Here's a concise list of insights into other forces that are influencing the industry (page 18)...
  • Consistent with trends in general public opinion (as reported by respected public opinion polls), the respondents seemed a bit more reserved this year than last on whether global warming is man-made, and if carbon legislation would be passed anytime soon. Fifty-two percent of the respondents believed that the country can ill afford carbon legislation, while only 28% felt otherwise.
  • Just less than two thirds of our respondents expect cap and trade legislation to result in increases in annual residential electricity bills of over $500; 25% expect the impact to exceed $1,000. This is roughly consistent with recent Department of Energy projections.
  • Thirty percent regarded generation as the asset class most in need of replacement. However, running a very close second place – at 28% - was information technology (IT), no doubt reflecting the priorities created by the Smart Grid and the need for improved cyber security.
  • Computers and networks were regarded as the asset classes most at risk of harm by outside forces, such as acts of terrorism and cyber attack, up from last place in 2006, the first year of our survey.
  • No doubt reflecting concerns about the security of assets, respondents expect the cost of complying with Critical Infrastructure Protection (CIP) security standards to increase significantly. Approximately 60% of the IOU and public power respondents expect cost increases of over 10%; over 30% of respondents expect increases greater than 20%. By contrast, in 2006 – the first year of our survey – only 34% were concerned about cost increases greater than 10%.
  • Respondents believe that regulation is by far the strongest driver of new technology implementation. IOUs think government incentives – inspired no doubt by the federal stimulus program in the Smart Grid and renewable supply arenas - are the second most important driver, while public power systems see customer-focused initiatives as number two. Ironically, IOUs –which in many cases have open retail access – rank customer-focused initiatives as the fourth most important driver. Industry R&D ranks last for both IOUs and public power systems.
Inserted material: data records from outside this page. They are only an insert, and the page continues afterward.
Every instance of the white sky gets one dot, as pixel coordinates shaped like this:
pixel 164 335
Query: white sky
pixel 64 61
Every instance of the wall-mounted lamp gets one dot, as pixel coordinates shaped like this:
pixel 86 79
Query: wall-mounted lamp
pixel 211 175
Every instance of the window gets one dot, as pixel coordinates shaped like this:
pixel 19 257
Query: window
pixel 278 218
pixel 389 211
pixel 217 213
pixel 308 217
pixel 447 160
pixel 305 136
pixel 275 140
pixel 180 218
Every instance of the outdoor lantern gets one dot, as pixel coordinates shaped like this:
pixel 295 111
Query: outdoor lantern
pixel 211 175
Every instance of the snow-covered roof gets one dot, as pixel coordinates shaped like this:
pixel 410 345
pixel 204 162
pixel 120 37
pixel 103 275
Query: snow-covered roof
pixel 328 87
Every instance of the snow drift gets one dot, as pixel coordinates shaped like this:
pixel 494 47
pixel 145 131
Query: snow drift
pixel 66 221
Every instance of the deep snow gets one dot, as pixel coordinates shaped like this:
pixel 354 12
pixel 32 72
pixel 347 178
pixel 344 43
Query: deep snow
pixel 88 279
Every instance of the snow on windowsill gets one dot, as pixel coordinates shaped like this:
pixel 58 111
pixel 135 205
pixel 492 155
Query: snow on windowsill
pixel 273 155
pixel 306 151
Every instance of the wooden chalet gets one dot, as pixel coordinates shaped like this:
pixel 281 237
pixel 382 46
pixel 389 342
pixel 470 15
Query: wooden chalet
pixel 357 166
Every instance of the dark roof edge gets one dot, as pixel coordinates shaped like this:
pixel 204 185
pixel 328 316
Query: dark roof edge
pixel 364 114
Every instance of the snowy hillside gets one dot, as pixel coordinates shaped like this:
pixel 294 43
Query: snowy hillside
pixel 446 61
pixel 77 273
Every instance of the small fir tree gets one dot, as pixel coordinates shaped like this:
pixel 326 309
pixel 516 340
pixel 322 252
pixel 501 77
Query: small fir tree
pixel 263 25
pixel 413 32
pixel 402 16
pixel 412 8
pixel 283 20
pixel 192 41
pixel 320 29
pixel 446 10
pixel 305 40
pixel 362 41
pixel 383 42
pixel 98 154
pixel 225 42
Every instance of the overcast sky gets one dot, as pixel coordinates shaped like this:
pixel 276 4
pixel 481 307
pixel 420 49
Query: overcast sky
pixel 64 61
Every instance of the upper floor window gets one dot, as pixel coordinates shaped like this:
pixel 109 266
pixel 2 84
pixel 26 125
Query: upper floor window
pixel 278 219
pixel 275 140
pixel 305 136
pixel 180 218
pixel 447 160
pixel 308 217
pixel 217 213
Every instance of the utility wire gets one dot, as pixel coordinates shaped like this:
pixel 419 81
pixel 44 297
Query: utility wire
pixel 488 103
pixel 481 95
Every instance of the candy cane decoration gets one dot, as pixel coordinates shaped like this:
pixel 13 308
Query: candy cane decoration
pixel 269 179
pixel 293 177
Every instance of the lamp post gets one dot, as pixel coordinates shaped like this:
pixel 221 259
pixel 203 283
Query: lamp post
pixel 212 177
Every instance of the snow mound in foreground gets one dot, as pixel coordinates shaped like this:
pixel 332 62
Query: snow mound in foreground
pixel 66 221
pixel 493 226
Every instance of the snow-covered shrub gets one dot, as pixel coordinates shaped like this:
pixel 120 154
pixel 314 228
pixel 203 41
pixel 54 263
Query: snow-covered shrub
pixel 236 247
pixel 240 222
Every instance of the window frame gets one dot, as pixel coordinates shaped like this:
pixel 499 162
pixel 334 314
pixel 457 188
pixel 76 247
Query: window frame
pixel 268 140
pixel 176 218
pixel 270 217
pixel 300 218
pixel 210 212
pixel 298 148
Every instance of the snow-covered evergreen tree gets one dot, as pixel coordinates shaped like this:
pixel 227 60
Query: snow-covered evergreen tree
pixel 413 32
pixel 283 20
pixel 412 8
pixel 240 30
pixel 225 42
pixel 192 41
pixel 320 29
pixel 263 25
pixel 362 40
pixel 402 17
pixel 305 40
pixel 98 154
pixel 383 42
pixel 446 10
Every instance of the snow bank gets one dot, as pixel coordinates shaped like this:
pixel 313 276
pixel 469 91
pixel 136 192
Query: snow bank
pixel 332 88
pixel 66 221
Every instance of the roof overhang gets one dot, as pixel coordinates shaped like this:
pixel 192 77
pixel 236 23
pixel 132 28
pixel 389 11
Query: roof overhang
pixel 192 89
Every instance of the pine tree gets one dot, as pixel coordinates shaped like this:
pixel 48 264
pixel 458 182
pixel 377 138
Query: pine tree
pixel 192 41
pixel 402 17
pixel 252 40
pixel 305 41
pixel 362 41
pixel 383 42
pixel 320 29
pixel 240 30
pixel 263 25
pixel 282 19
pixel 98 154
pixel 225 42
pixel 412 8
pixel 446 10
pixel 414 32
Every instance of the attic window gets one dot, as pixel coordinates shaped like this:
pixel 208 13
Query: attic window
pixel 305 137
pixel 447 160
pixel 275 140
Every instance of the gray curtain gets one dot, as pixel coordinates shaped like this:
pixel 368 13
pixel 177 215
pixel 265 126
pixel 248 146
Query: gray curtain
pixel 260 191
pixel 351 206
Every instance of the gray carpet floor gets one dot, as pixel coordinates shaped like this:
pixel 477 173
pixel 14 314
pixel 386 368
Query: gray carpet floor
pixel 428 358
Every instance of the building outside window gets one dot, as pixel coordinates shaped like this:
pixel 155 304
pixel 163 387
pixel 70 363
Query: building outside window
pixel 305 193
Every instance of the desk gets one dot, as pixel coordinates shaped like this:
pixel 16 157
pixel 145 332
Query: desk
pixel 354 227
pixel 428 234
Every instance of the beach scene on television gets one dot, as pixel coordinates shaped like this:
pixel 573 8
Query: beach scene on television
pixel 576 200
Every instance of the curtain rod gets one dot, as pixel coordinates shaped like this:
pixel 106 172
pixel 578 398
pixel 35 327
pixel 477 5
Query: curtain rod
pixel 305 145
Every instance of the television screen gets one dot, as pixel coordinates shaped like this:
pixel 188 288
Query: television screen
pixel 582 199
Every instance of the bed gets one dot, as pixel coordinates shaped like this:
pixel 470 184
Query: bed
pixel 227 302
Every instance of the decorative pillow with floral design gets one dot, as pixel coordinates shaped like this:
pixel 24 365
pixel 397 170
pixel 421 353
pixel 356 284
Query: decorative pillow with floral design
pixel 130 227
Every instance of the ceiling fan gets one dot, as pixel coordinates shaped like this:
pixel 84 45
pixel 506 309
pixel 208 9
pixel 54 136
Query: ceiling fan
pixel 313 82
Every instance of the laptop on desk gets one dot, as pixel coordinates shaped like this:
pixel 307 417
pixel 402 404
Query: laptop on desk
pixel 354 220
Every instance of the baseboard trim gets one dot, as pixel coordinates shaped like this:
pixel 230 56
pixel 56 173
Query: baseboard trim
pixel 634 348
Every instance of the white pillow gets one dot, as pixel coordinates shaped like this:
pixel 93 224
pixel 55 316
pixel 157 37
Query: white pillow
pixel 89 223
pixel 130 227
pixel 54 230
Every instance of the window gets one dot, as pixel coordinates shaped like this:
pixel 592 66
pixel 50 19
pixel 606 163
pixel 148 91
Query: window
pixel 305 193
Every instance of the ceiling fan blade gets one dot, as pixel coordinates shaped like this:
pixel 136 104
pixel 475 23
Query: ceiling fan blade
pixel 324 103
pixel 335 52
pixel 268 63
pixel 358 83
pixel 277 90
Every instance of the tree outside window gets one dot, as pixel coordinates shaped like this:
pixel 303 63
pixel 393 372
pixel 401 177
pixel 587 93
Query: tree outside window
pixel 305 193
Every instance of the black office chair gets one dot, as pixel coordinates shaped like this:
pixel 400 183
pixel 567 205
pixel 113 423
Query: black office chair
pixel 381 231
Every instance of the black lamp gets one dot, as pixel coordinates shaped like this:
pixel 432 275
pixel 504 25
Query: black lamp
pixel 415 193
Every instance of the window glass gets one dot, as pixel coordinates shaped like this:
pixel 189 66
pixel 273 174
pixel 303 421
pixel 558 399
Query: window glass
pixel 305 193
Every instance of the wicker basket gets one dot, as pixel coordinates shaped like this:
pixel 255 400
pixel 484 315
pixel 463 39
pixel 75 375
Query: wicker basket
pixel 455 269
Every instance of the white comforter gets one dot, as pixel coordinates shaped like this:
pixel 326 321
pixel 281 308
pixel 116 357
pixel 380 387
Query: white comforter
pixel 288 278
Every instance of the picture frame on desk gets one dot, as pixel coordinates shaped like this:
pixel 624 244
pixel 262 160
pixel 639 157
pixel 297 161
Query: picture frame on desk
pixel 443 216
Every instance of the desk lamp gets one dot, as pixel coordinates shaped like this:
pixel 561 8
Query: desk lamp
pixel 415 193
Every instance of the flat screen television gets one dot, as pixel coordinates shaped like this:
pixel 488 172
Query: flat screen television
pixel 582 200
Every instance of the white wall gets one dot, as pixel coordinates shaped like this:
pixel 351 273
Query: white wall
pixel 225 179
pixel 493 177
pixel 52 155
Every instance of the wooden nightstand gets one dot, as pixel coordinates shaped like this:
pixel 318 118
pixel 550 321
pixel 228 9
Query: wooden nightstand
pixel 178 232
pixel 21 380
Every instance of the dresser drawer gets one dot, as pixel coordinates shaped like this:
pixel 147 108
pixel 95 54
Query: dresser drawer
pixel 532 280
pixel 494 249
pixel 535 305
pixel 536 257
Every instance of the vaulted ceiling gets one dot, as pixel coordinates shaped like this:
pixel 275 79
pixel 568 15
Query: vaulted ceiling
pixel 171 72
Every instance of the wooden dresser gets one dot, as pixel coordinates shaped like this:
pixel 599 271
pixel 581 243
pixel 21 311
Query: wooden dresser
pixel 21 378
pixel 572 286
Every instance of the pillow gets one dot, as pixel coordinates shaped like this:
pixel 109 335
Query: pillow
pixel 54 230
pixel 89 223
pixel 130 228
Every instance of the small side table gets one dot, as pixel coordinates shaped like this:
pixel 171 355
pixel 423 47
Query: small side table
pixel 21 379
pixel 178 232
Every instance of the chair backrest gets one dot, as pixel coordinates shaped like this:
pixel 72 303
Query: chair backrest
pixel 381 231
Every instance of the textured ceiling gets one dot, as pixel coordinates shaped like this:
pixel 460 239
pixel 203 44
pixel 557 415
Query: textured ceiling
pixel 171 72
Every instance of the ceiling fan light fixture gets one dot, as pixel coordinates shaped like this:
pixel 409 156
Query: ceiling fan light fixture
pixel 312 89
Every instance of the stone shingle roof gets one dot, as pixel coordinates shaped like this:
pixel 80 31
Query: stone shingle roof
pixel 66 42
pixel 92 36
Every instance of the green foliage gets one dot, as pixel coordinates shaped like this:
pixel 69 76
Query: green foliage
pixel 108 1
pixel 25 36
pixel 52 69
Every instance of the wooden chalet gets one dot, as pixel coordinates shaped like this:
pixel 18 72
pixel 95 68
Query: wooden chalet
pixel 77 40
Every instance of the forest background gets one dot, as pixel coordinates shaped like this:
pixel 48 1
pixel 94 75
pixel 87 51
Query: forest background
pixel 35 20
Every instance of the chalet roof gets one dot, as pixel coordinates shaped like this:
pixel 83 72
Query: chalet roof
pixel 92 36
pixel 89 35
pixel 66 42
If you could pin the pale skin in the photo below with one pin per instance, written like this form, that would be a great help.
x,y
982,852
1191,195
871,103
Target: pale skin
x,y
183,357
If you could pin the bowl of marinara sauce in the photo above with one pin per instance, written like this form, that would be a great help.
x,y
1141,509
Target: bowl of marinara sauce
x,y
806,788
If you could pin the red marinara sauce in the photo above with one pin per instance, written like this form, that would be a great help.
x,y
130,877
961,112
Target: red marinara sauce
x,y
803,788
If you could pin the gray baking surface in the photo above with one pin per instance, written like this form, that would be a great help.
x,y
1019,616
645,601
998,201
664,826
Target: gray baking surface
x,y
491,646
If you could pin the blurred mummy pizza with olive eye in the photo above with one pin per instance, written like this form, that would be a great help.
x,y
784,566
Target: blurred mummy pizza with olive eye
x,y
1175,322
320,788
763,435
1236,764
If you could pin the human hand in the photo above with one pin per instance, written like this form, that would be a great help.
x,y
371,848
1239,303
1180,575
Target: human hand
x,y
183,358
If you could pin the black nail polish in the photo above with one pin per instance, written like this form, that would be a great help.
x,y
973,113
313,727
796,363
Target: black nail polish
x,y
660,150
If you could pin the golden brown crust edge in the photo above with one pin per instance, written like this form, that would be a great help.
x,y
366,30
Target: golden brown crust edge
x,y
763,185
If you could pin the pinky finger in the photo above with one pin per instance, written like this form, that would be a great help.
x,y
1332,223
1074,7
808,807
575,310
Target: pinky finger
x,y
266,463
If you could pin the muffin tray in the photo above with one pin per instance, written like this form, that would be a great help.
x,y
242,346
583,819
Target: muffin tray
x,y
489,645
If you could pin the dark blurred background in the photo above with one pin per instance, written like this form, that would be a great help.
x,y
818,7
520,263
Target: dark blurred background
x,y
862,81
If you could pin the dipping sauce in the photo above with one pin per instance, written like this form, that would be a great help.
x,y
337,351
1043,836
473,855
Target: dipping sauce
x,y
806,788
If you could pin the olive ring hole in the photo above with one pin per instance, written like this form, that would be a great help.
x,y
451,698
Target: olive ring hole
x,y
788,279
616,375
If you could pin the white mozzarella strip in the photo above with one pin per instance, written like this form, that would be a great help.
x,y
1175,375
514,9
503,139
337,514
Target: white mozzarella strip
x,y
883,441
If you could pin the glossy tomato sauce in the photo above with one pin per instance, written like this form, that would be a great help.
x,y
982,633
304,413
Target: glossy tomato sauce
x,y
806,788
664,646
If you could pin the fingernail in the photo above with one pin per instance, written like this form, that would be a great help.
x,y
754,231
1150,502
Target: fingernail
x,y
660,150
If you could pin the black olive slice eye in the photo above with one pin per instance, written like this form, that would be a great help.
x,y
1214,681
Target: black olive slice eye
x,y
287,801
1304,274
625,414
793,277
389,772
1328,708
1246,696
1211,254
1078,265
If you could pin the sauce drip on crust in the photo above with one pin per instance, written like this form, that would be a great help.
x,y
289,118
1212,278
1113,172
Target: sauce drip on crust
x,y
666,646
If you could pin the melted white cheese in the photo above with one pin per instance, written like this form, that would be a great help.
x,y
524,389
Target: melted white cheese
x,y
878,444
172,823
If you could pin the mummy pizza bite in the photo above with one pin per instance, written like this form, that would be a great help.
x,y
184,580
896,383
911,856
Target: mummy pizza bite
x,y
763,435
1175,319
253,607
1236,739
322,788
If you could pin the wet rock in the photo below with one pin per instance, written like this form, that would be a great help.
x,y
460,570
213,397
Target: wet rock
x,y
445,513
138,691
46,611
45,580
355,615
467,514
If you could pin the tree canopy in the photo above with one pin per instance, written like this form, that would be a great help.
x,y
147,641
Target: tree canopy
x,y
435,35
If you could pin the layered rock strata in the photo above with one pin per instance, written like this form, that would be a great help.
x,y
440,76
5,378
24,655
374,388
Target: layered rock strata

  • DSM and Energy Efficiency programs continued to grow in size and scope. More than 50% of our respondents indicated they were spending 2% or more of gross revenues on such programs. This equates to IOU expenditures of between $5 billion to $6 billion annually - roughly 15% to 20% of before-tax-earnings. DSM and Energy Efficiency spending by public power entities is up as well. New expenditures for Smart Grid applications by both IOUs and public power systems would be in addition to this.
  • Respondents expect load and revenue growth to recover as the Great Recession unwinds, but at rates below pre-recession levels.
  • Renewables appear promising. We know that while still somewhat expensive, the costs of renewables are declining and beginning to close the gap with the costs of more traditional generation. However, the respondents identified two major challenges: (1) the cost of wholesale power and other competitive options relative to the present cost of renewable technology; and (2) interconnection and transmission capacity issues, including the management of intermittent power.
  • As in 2008, ALL respondents ranked carbon emissions and water supply as the first and second top environmental concerns. This year, mercury replaced nitrogen oxides as number three. 
  • Respondents continue to believe that the industry should place its emphasis on nuclear power as the most environmentally friendly technology for the future.
  • A large majority of respondents do not buy into the notion that the future of the industry is a highly dispersed generation model. They see, instead, an evolution towards a hybrid of central and dispersed electricity production systems by 2015.